On our last Pyrenees-trip, Jan-Willem and I explored the terrain between bm137 and 139. On this steep hill, a more or less direct descent via bm138 seems quite difficult. But a detour (especially between 138 & 139 as I did in 2009) requires extra kilometers on tarmac.
We found out that the descent from 137 to 138 is quite steep and rough although wayfinding is no problem and part of it is a trail. The route between 138 and 139 is more gentle and pleasant.
It’s all shown on this map (from the Sitna-site): click on it to enlarge.
Today (31 may) was a special day: bm196 which was buried for fourty years, has been excavated by us.Together with Jan-Willem (each spring joyfully joining me on a bordermarker-trip), I undertook a last try to undig bm196. More about this engraved bordermarker on this page.
Combining once again all the available information (written, oral, satellite pictures), we could establish the most probable spot (which was 1m left to the hole I dug last year). And that’s where Jan-Willem struck and revealed the edge of this long lost bm.

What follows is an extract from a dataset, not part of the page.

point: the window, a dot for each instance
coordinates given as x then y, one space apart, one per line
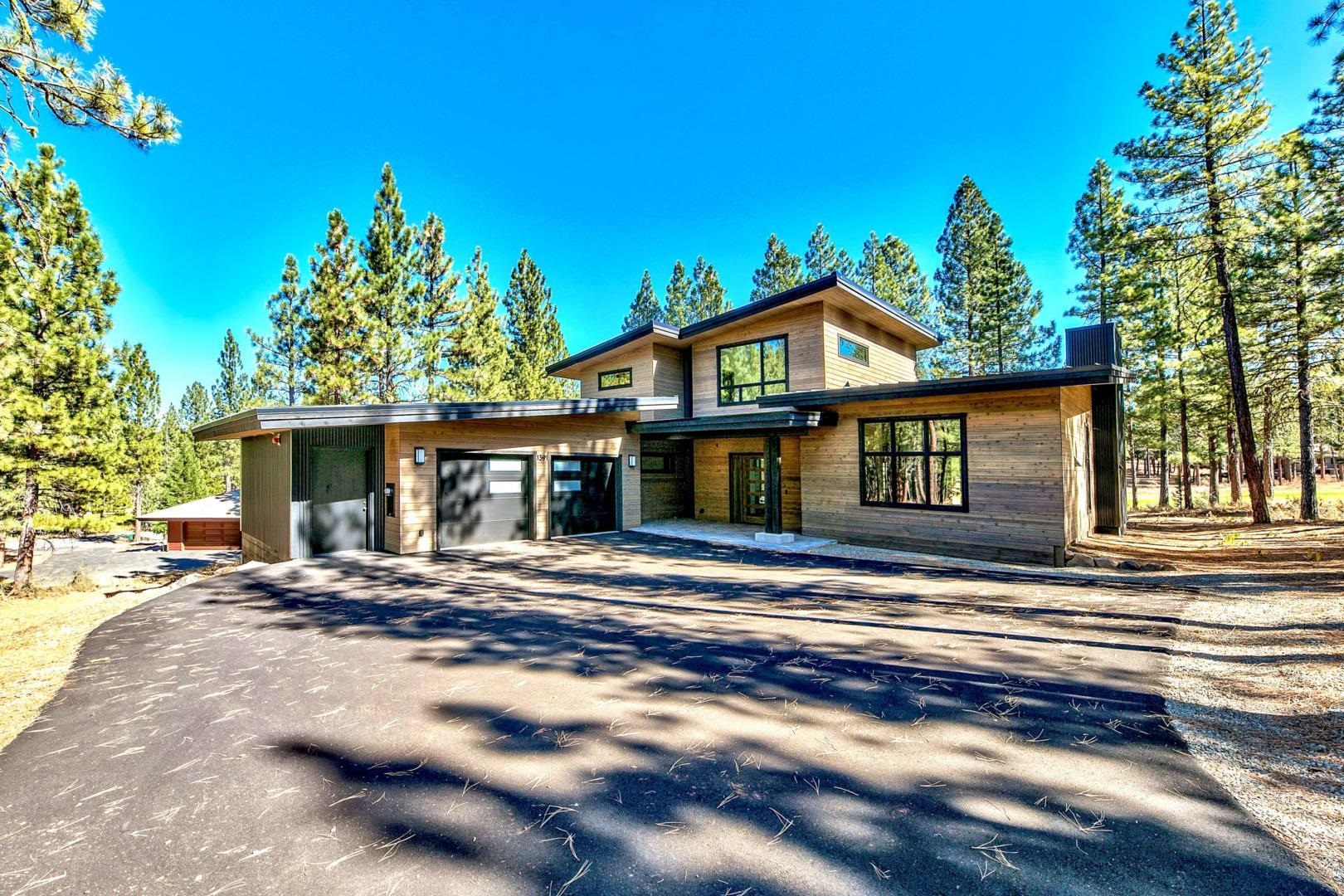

We couldn’t dig so deep to find a number 196 on its side (100% identification) but I’m 99% sure this is the one and only bm196.
– its location fits within all the clues that we had
– its top resembles the ‘diamond-shape’ which Jean Sermet described
– its size (51,5 x 54cm) and material construction look very much alike many of the bm’s in the range 158-195
– I can’t think of any other reasonable use of this object (anyway too large and lacking a hole for being the base for a gate-post).